So I'm back from the Carlsbad day. It was fun and it was nice to meet a few more homeschooling mamas. Shan was happy to meet a fellow female comic book geek and book nerd. The two of them talked about everything from systemic solutions to verbal bullying to "Little Women" vs. "Jo's Boys."
My big relief of the day was that I didn't feel like I had to hide my unschoolyness. In fact, when some of the other moms asked me the inevitable "what curriculum...?" question and I used the "u-word" two of them nodded with understanding! Neither is a radical unschooler but they know what it is and don't dislike the concept. And since I'm not rad yet myself (yet. YET!) it seemed kind of ok. They're all pretty relaxed eclectic anyway with various degrees of planning and enforcing. We had a nice chat about Charlotte Mason and the pros and cons of her methods since one mom is solid CM and another incorporates CM principles. And all of them were big on letting a child follow his/her natural interests and gifts and were living that in their families.
We ended up having 8 kids and 4 moms along while a 5th mom stayed home with most of the toddlers/preschoolers to just play. The kids ranged from 4 (he didn't want to be away from Mom and that was ok, too) to 13. One mom's 16 and 17 year olds stayed home (one had a college lab to be at and the other just didn't care to come along). Shan and the other girl were the ONLY girls, so it's handy that they're the same age and have a lot in common.
The best part of the day was watching the natural interests of the kids. Each seemed to have their own focus as we did things together but they all melded and blended so wonderfully. The 4-year-old was fascinated with every tiny cave pool. The 7-year-old boys were constantly on the lookout for wildlife. The 10-year-olds split into two camps - one that related everything back to the military, seeing the cave as a potentially useful military resource; and one camp (of 2 boys) that viewed caves as a frontier, the cutting edge of scientific discovery and was deeply interested in new discoveries that were coming out of caves. Shan was busy identifying new speleothems while her friend photographed the natural beauty of the cave and even helped Shannen out by taking some shots of formations Shan hadn't noticed before.
The moms were relaxed and enjoyed our own interests without feeling pressured to be "watching the kids" or "teaching the kids." If we heard a question we answered it but we didn't hover, testing their observations or forcing "education" on them. One mom took the lead on the hikes and a mom with a camera brought up the rear with the other two of us floating in between based pretty much entirely on how our legs were doing and what we saw that interested us.

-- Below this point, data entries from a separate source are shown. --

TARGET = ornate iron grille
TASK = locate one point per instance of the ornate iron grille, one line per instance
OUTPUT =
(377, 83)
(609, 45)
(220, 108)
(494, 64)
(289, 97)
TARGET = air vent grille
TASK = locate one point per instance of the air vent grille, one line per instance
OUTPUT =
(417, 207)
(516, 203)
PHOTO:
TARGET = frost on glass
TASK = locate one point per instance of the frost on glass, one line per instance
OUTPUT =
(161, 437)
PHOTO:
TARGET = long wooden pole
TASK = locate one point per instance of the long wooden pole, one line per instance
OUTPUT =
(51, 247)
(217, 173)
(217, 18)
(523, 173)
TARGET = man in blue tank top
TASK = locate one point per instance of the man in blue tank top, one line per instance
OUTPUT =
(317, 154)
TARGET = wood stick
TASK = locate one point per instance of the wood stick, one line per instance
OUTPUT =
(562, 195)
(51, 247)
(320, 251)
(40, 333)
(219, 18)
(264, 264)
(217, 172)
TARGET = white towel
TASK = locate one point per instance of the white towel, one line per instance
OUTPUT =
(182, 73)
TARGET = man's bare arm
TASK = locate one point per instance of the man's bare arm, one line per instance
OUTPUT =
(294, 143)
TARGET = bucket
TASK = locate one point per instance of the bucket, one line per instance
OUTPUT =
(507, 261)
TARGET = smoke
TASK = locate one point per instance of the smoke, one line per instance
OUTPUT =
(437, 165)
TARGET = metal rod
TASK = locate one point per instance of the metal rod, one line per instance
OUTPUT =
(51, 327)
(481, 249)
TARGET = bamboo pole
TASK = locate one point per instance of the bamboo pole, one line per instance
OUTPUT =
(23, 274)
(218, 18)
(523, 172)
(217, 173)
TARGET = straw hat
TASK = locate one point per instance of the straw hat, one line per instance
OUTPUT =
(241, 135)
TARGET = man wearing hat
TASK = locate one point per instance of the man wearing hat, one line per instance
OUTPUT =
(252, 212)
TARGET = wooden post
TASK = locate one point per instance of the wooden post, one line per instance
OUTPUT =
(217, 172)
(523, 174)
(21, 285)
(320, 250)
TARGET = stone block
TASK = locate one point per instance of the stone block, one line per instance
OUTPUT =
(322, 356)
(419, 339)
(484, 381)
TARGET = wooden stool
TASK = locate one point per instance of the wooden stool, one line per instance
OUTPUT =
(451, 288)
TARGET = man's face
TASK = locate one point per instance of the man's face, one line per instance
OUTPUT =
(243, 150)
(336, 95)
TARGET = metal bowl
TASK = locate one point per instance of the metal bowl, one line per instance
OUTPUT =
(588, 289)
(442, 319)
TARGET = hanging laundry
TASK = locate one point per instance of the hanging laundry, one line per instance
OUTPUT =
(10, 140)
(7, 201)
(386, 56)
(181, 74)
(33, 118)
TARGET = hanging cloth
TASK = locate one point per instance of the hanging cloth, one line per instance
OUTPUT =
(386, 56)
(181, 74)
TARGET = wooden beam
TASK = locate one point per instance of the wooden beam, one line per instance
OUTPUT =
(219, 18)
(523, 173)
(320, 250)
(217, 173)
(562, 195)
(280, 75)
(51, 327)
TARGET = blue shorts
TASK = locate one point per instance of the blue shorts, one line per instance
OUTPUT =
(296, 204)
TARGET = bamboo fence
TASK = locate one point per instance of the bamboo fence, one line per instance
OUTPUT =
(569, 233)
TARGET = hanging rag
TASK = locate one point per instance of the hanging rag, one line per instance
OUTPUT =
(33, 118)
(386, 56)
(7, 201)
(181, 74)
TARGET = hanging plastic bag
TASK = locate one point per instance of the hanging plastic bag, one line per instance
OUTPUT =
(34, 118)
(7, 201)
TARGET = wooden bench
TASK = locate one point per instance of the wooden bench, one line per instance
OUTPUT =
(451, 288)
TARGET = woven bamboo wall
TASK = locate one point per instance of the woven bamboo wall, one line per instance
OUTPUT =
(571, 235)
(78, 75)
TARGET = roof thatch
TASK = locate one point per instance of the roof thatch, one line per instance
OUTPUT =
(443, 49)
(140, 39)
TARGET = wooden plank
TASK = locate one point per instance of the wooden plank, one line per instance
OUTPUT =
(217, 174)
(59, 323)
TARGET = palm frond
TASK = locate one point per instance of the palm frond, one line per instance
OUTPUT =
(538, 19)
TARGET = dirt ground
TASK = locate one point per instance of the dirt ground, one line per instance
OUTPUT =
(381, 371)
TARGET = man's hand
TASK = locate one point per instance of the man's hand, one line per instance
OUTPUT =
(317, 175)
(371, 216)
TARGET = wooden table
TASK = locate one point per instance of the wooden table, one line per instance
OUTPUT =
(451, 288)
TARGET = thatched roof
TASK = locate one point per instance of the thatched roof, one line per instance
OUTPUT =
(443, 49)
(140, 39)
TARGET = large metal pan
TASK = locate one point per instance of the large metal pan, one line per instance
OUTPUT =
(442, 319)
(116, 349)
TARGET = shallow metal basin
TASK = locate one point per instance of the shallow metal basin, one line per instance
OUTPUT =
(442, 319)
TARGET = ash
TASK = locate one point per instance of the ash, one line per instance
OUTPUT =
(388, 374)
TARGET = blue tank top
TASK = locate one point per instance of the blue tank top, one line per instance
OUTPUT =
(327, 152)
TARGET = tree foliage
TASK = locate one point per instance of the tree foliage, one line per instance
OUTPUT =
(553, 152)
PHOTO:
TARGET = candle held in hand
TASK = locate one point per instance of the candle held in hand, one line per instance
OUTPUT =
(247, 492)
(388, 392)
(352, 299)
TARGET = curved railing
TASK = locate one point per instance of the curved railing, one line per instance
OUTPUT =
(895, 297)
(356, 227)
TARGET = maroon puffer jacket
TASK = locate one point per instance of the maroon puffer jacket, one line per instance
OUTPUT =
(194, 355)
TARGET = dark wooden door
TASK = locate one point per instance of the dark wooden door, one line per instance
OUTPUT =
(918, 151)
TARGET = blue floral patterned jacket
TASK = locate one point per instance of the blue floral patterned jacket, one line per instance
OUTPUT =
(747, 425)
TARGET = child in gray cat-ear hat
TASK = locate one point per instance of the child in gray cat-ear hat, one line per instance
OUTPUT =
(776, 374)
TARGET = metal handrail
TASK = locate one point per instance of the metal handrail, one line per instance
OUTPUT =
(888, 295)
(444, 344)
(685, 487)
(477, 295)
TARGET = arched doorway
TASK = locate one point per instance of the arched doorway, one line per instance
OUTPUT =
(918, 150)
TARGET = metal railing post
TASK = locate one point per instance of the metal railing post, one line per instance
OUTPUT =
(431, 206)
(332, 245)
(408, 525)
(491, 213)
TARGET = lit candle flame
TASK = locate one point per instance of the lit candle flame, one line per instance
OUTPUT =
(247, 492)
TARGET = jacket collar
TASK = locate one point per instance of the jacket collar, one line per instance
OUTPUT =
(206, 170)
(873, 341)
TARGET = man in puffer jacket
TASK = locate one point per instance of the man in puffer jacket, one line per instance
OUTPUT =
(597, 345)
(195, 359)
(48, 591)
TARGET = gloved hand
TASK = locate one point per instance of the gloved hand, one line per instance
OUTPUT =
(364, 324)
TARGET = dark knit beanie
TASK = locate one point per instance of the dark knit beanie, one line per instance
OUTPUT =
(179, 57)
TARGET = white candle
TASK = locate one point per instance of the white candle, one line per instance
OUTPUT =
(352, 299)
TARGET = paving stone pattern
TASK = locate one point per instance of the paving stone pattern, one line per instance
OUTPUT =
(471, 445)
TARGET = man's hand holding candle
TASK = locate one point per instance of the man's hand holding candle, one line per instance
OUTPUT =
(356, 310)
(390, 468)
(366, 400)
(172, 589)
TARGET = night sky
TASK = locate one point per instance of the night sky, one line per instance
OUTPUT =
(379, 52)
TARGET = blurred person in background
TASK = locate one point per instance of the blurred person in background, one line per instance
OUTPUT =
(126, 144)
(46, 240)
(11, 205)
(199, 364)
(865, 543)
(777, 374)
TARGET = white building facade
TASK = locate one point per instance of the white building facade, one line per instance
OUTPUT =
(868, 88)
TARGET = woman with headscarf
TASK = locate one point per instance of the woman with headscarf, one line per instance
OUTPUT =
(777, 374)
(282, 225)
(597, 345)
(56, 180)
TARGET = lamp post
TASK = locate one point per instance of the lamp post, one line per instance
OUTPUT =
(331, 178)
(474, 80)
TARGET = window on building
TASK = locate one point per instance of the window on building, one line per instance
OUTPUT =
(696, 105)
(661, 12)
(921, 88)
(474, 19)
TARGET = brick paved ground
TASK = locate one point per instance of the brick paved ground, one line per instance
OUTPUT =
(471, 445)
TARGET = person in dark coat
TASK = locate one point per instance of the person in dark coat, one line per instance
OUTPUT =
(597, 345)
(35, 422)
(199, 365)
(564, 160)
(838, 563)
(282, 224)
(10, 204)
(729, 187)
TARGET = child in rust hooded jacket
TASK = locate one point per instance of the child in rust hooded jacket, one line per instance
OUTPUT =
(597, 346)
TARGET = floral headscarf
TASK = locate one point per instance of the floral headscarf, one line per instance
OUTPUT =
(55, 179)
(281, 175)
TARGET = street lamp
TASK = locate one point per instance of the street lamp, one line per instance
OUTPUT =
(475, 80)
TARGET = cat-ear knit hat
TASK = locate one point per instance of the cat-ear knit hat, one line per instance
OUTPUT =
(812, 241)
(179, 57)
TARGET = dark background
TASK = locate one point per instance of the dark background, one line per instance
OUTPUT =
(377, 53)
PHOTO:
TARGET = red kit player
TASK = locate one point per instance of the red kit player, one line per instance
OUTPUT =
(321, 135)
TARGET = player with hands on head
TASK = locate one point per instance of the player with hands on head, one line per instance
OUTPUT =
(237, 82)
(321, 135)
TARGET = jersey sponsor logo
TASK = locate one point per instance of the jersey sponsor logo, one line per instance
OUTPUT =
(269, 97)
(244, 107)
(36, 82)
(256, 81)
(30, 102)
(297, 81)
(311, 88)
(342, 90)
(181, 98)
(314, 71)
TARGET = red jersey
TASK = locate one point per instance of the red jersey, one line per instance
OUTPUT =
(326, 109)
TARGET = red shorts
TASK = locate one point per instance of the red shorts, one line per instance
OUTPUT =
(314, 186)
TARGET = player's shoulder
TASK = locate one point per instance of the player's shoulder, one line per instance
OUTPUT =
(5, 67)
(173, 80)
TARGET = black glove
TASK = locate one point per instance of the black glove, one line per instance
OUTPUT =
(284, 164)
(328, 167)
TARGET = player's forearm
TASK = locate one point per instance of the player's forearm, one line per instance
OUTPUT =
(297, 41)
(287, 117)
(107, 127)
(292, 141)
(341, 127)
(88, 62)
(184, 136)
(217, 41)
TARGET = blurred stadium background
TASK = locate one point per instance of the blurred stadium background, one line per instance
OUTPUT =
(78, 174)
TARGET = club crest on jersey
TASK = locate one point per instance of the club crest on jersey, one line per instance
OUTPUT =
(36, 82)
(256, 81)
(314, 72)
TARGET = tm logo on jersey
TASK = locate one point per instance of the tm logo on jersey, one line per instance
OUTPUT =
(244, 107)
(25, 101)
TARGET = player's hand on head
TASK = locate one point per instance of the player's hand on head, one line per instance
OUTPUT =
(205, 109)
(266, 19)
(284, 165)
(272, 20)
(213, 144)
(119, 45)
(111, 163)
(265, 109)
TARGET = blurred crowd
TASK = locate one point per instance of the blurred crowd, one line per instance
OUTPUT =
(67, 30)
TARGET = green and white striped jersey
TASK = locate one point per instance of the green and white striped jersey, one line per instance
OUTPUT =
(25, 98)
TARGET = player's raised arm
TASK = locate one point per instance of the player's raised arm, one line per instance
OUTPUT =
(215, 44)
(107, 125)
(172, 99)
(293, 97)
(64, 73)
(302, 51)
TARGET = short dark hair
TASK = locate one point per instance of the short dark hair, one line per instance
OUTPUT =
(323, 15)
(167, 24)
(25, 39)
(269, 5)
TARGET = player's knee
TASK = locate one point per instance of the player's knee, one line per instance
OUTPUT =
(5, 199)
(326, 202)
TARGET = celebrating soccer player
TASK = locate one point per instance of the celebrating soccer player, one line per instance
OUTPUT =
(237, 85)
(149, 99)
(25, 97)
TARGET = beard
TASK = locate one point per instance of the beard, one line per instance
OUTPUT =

I was the "native guide" for this one since my family knows and loves the Carlsbad cave system and caves in general. For a handful of points of interest I did make sure to stay in one place long enough to at least point it out to everyone walking by and answer questions if they had them. I was also the one to let our "lead mom" know what we could and couldn't get by with given our time constraints (we had a guided tour of some limited-access parts of the cave at a scheduled time to work around). The park rangers had expressed concern that we wouldn't have time to complete the full 1.3 mile trek around the Big Room and still make our tour group but I assured everyone that we could do it easily. I think they saw short legs and assumed a much slower pace than a pack of energetic boys normally runs at.
Our miracle of the day was the bat flight. Due to the drought and oncoming winter, that last few weeks of evening flights have been very small, sometimes as low as 1,000 bats coming out to hunt. Last night, though, we estimated about 20,000 bats leaving the cavern. The park rangers' "official" estimate was closer to 50,000. Despite fatigue (we ended up hiking over 4 miles by the end of the day) we stayed and watched the amazing exodus into the desert sunset. After the first few groups left the cave, I started watching the kids instead of the bats. I watched as each child reached their "OK, I think I'm done with this activity" moment and was amazed at how each one then settled quietly into some other activity that wouldn't disrupt others who were still engaged with the last activity. It warmed my heart to see them not only dedicated to learning, but considerate enough to be aware of others around them. That's no small thing for so many active, squirming boys in particular. Our reward, beyond the normal reward of knowing how awesome our kids are, was to be pulled aside by various members of the public to hear how great our kids are, how well behaved they had been all day, and how much they impressed the people around them. I think the best was from a woman who said, "I've been a teacher all my life. Your kids are homeschooled, aren't they? We never would have gotten that out of a class of kids." As much as that made me want to swell up in pride, it really just made me sad for all of the kids in public school who would LOVE an opportunity like we had yesterday but can't have it because they're in public school.